Read Also: Financial inclusion is not responsibility of financial institutions -Page Financials

The same goes for the employer-employee alliance. Employee A who initially joined your company because they were motivated by the opportunity to learn general management skills is 3 years later now driven by the opportunity to have a stronger work-life balance. This might, unfortunately, come at a time where the company is in exponential growth mode and needs all hands on (two) deck(s)!

Employee B, who joined right after his/her only child started university is no longer driven primarily by financial gain but now wants to transition into entrepreneurship, and this might come at a time when you are looking to build him/her up as your successor in the business.

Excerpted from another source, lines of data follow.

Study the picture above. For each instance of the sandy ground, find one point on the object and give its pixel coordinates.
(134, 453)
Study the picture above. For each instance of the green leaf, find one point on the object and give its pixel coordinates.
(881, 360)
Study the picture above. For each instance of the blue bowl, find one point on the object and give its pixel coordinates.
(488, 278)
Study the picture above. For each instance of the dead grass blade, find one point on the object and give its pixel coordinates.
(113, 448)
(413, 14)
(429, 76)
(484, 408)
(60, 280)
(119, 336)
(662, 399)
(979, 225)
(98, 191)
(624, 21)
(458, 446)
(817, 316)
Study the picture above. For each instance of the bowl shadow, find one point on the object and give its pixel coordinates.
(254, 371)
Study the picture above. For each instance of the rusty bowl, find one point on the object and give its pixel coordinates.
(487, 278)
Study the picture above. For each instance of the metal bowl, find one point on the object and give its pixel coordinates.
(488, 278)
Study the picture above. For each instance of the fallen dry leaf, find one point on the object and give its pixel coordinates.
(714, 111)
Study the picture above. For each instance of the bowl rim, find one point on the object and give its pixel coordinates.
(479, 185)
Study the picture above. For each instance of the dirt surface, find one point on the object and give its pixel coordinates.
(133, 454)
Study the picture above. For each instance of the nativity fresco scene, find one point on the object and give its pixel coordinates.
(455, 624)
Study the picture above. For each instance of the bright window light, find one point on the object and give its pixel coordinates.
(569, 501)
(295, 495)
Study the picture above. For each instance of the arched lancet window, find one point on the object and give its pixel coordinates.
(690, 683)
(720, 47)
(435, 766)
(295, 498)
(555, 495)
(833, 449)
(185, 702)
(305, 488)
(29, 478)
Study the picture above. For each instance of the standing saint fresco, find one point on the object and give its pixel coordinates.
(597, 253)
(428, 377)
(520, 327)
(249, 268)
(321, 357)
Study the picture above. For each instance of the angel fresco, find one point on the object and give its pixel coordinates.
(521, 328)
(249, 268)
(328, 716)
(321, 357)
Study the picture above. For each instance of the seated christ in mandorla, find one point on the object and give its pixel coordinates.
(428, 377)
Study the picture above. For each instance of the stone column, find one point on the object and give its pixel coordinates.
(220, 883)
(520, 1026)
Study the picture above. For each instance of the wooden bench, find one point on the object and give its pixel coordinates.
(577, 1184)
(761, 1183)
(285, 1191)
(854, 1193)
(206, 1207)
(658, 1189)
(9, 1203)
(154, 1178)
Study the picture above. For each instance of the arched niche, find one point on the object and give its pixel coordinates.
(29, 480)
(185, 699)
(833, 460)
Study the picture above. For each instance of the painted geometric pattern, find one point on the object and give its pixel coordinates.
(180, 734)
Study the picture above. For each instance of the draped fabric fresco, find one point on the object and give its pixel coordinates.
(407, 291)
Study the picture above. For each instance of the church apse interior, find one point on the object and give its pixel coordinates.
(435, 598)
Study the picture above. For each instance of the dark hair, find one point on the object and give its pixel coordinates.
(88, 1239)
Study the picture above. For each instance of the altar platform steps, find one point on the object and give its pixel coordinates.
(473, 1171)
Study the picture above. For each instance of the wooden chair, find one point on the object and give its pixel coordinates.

As the above examples show, if you fail to have regular checkins with your employees about their goals and aspirations, you risk losing touch with what motivates and keeps them engaged. To your surprise, you might wake up to find out that you are both rowing in opposing directions.

The skills, networks, and experiences your employee is striving to achieve in order to fulfil their medium- to- longterm goals should merge into the work they currently do to get your organization to where it is trying to go. When these two things are no longer aligned, it’s time to revisit and course-correct by either re-assigning them to another mandate within the organization, or transitioning them out of the organization.

Haba, but it’s not that easy to just shift direction because the other side has “changed their parade”? That’s true, but imagine you are getting 50% of someone’s full potential because they are not motivated and engaged. Not only do you suffer because you are not getting the full return on your investment, but also they suffer because they are not living up to their potential productivity level. The situation is sub-optimal and therefore is not sustainable in the long-run. So you can choose to ignore it and have resentment build on both sides ( as with many an unhappy marriage) or you can address it proactively by having a conversation and developing a plan to adjust the employee’s scope of work.

Course-correcting will surely involve expenses on both sides as you might have to invest in succession planning for the current employee who wants to transition to a new mandate / job role. You might also have to invest in upskilling them to be able to perform in their new role. If the employee is a top performer and you want to keep them, then you’ll make that investment to avoid losing them or having them stay and be disengaged.